Jubilados que siguen trabajando: entre sobrevivir y ser acusados de quitarles el empleo a los jóvenes

Una imagen incómoda que cada vez se repite más

Los vemos detrás de la caja del supermercado, al volante de un coche de VTC, en la recepción de un hotel. Esas manos con arrugas, ese pelo blanco bajo un uniforme de trabajo. Bajamos la vista, incómodos, sin saber muy bien qué pensar. ¿Es un ejemplo admirable de resistencia o la señal de un sistema roto hasta los cimientos?

En una pequeña panadería de barrio, un hombre de 72 años coloca cruasanes en la bandeja con una sonrisa temblorosa. Bromea con los clientes, pero no para de mirar el reloj con inquietud. El autobús a casa tarda; el alquiler tarda aún más en quedar pagado.

Mientras tanto, dos estudiantes en la acera lo observan desde el escaparate y murmuran. Uno suelta: "¿Lo ves? Es esto… se quedan con todo, hasta con los trabajillos."
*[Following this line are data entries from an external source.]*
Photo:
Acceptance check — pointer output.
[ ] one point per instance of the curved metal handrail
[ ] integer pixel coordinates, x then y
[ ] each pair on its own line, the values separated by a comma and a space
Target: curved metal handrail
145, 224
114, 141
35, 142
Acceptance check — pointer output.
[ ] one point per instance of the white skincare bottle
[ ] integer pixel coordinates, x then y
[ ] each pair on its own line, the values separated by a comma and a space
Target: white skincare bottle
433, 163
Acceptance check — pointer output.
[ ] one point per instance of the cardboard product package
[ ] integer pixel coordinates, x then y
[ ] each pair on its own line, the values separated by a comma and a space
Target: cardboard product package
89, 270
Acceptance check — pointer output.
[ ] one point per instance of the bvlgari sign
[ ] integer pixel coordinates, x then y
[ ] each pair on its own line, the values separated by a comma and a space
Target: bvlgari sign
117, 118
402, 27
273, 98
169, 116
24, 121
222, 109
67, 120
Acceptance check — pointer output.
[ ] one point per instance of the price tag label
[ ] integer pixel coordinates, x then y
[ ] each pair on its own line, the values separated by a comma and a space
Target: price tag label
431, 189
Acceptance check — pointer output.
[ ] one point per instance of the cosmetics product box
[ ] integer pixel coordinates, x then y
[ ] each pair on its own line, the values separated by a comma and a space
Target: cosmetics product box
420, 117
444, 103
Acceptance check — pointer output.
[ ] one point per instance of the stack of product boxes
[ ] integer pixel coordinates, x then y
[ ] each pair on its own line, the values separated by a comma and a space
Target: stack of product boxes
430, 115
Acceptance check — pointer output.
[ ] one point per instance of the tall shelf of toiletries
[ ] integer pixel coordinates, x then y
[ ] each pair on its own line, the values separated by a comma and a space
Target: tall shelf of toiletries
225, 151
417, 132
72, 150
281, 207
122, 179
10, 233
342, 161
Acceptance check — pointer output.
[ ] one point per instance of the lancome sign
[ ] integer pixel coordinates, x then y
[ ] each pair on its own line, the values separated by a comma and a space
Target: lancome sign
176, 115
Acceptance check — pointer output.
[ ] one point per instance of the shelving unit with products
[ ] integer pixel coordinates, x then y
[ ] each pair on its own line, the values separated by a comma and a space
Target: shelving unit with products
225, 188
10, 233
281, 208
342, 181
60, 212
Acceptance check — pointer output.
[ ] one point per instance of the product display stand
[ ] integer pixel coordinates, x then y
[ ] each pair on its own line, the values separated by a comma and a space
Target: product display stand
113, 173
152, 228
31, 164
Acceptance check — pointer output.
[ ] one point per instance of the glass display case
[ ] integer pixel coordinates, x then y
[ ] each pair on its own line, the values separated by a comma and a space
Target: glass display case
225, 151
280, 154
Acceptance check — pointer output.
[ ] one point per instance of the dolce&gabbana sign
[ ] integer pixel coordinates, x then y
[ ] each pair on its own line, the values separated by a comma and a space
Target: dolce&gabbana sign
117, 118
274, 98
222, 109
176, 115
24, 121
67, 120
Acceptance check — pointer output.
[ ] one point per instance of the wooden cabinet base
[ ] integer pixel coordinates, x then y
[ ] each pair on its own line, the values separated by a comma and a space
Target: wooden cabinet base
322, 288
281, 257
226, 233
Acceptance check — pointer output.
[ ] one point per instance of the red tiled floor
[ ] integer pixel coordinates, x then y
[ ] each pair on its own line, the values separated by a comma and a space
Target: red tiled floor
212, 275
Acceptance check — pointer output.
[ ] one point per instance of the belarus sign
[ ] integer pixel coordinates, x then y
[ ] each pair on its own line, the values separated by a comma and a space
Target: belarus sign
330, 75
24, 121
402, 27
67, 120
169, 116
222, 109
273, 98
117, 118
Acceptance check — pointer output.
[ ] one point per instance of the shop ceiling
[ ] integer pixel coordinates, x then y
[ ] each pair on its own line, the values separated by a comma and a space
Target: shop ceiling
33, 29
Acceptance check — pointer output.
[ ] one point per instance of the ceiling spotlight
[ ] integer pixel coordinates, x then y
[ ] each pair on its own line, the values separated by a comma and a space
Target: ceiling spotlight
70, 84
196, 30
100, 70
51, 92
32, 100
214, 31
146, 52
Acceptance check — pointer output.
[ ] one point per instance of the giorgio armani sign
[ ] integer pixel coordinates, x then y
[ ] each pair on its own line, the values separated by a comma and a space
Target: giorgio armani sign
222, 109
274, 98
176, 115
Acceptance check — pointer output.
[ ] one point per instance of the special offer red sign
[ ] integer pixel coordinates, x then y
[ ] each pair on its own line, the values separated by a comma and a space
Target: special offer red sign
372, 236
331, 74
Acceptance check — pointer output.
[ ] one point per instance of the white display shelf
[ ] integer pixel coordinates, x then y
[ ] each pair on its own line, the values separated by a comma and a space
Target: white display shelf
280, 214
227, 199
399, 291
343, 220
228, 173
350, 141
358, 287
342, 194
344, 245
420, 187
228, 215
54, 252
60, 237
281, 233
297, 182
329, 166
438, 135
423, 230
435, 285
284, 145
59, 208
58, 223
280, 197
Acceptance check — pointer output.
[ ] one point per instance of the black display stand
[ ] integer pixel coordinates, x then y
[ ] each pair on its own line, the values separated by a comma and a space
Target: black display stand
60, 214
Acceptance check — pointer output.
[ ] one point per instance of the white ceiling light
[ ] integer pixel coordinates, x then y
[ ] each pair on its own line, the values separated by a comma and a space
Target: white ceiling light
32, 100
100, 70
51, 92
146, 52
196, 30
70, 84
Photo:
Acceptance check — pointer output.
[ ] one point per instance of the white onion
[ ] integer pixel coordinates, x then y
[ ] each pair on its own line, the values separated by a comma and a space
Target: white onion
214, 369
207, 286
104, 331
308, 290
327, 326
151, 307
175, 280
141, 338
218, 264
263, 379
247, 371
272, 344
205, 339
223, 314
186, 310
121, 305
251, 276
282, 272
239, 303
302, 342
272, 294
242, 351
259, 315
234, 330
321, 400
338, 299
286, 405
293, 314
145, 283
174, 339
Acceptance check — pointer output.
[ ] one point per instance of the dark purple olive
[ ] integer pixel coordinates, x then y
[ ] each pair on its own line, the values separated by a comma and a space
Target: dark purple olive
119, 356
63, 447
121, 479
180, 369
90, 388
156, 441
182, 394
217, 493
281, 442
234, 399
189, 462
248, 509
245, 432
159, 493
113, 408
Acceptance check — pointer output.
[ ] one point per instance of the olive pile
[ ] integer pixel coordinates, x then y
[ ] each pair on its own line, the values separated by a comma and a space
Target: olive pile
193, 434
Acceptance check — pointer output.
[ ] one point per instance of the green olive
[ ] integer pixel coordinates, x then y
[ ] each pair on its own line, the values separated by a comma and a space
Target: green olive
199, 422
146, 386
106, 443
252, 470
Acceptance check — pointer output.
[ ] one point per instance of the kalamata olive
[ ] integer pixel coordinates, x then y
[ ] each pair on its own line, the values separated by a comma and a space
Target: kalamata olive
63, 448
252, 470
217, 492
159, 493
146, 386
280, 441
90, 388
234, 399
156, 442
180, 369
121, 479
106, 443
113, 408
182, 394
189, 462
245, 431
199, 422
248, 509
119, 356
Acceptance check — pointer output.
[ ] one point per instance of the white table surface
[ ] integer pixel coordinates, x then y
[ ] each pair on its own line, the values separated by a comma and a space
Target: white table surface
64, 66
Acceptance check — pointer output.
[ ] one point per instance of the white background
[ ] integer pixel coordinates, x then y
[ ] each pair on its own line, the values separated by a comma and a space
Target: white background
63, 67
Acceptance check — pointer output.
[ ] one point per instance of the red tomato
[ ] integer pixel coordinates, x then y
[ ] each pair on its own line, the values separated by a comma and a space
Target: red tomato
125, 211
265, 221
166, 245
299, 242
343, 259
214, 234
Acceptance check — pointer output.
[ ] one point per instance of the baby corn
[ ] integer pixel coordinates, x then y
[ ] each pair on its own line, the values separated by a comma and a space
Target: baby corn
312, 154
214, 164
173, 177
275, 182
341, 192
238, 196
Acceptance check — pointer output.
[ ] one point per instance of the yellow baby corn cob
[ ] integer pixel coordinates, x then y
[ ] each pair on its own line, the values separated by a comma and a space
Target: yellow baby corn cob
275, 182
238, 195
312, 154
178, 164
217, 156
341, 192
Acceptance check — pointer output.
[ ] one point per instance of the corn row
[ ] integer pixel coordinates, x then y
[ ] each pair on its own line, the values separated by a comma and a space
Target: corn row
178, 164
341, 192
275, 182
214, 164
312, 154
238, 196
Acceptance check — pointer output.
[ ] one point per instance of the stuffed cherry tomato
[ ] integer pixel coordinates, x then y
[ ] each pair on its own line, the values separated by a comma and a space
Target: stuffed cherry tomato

Entre la supervivencia y la acusación de robarle el futuro a los más jóvenes, los jubilados que siguen trabajando caminan sobre una línea muy fina. Una línea que, a veces, corta por la mitad.

Cuando la jubilación no se parece en nada al sueño que nos prometieron

En muchas ciudades occidentales, los llamados "años dorados" tienen más luz fluorescente que descanso. Basta fijarse en las tiendas de conveniencia a medianoche, los turnos de almacén antes del amanecer o las filas de VTC en las zonas de recogida del aeropuerto, con conductores cuyas manos delatan décadas de vida.
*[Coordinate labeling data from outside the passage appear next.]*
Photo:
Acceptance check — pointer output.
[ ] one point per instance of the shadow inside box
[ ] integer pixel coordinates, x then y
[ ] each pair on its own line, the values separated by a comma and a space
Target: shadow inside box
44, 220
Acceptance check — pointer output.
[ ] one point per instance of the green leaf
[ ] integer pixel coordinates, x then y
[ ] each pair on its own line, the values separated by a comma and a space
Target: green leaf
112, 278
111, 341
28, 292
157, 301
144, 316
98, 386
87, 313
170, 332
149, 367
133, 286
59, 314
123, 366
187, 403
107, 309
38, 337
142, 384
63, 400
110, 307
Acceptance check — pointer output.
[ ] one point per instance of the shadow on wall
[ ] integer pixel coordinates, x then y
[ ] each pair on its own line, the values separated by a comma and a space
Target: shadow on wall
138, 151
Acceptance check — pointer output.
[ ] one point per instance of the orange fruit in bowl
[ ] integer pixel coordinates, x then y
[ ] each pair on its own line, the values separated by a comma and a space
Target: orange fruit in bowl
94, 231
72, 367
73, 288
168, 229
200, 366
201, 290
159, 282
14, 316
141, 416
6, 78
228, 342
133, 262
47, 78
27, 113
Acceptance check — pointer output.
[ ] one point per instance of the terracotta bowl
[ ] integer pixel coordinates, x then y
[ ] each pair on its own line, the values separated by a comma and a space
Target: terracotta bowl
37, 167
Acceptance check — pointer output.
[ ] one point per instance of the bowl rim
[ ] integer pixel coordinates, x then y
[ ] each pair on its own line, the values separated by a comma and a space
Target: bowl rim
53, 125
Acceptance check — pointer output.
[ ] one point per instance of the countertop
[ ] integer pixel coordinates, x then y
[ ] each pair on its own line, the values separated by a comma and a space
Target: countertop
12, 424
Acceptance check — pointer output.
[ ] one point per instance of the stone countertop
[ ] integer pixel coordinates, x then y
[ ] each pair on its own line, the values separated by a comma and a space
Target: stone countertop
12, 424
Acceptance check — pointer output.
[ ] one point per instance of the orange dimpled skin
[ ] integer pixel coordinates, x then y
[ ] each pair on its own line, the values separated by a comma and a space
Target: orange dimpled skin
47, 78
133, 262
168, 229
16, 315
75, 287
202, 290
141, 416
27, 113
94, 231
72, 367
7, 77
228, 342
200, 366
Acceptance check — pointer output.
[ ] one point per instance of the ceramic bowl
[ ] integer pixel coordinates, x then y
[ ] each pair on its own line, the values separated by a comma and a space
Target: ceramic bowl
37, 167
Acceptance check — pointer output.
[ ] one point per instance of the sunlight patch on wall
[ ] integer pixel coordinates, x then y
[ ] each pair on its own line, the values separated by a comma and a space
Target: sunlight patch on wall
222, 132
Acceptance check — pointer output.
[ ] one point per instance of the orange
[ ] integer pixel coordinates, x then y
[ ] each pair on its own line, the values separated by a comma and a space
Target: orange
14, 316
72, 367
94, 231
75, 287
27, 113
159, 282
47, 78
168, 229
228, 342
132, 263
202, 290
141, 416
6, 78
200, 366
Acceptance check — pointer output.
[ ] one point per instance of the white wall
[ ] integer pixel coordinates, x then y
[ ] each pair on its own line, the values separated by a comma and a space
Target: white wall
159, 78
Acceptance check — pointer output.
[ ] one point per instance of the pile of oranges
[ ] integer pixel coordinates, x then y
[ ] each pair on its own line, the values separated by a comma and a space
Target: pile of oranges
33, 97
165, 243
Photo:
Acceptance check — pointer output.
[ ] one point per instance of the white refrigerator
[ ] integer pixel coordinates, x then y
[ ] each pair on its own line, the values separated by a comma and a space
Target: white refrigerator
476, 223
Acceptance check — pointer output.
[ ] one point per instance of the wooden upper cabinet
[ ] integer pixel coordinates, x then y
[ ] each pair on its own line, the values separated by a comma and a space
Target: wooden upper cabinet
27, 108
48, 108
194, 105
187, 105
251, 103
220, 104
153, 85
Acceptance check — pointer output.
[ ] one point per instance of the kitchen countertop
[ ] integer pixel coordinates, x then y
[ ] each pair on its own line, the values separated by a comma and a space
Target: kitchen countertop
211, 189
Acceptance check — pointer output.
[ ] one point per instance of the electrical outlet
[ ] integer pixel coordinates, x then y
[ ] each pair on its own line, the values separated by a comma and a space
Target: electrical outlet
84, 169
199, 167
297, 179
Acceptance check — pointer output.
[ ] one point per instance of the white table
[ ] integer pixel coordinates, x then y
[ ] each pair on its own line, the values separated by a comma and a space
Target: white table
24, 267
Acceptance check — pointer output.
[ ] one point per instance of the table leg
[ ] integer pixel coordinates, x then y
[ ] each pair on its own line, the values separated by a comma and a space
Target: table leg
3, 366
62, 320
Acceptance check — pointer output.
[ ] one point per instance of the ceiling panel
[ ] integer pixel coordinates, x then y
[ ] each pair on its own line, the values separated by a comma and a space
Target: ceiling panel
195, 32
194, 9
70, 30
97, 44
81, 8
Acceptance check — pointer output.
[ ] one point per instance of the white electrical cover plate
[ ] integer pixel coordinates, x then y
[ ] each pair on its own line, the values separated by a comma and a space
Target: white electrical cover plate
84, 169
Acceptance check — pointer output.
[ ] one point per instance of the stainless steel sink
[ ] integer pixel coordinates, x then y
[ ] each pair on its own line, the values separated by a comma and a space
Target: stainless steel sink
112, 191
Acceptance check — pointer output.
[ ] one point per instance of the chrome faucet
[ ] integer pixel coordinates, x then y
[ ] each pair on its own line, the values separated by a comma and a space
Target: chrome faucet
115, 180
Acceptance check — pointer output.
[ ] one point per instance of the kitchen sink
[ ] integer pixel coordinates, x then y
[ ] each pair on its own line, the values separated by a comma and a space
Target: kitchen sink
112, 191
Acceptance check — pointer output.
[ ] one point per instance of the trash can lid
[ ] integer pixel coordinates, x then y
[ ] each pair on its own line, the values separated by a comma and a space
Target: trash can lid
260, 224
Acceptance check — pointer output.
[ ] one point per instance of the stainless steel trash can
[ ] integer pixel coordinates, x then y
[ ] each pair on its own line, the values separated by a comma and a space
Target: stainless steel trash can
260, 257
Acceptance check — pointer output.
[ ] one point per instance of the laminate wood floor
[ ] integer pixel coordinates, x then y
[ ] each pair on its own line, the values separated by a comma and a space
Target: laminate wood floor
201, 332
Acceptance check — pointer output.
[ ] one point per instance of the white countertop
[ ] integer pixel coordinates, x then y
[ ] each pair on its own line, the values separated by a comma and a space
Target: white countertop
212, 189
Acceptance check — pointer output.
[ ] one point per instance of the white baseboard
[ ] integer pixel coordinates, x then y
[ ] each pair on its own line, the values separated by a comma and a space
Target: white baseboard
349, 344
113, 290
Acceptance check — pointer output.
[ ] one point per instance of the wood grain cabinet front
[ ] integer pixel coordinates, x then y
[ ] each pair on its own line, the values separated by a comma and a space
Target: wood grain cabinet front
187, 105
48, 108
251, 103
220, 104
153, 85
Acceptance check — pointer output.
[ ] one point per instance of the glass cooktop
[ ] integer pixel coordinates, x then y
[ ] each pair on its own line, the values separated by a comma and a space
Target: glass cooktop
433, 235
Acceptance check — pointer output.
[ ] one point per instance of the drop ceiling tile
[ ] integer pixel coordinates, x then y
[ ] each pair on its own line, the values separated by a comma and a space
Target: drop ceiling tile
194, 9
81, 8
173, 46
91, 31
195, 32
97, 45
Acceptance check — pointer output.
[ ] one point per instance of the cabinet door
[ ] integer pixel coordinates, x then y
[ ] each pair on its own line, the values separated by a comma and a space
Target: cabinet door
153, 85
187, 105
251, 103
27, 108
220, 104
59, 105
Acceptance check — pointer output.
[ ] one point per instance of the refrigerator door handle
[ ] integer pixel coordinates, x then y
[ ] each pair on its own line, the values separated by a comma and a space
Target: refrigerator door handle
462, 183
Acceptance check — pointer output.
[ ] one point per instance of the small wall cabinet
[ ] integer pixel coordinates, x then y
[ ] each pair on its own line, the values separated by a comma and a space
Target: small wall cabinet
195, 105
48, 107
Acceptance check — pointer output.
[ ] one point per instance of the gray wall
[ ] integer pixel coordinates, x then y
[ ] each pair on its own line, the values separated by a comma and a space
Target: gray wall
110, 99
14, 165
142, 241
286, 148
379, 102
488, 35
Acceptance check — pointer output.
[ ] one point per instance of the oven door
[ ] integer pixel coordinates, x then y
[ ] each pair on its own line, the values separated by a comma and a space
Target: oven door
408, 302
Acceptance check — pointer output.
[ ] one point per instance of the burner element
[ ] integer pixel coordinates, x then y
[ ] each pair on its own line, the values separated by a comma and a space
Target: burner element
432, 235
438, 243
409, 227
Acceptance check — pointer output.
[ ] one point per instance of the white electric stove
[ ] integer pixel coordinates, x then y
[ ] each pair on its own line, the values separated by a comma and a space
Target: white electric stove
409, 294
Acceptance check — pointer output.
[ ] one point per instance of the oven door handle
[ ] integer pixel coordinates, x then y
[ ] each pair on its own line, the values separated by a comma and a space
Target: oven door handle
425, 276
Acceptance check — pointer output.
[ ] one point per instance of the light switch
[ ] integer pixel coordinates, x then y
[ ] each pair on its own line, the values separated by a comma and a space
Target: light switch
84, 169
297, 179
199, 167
Para miles de jubilados que trabajan, el fin de la carrera profesional no trajo pausa. Trajo un nuevo comienzo en el escalón más bajo: salarios menores, poco reconocimiento y una vergüenza discreta que casi nunca se pronuncia en voz alta.

Margaret, de 69 años, fue auxiliar administrativa en una empresa mediana. Su pensión, erosionada por la inflación y por un divorcio que la dejó con casi nada, "llega al límite" hacia el día 20 de cada mes. Las facturas, esas, no tienen fecha de caducidad. Por eso friega oficinas tres noches a la semana.

Le oculta este trabajo a sus nietos. Ellos creen que está "echándole una mano a una amiga". Ella sonríe al escucharlo. Luego vuelve a casa, cuenta monedas y se pregunta cuánto tiempo más aguantarán sus rodillas. No es un caso aislado. Es una tendencia.

Los economistas leen las cifras sin esfuerzo: la esperanza de vida sube, los costes de la vivienda se han disparado y los gastos sanitarios drenan los ahorros en silencio. Así, la edad de jubilación deja de ser un punto final y se convierte en un objetivo móvil. Muchos sistemas públicos fueron diseñados para un mundo en el que una pensión tenía que durar diez o quince años, no veinticinco o treinta.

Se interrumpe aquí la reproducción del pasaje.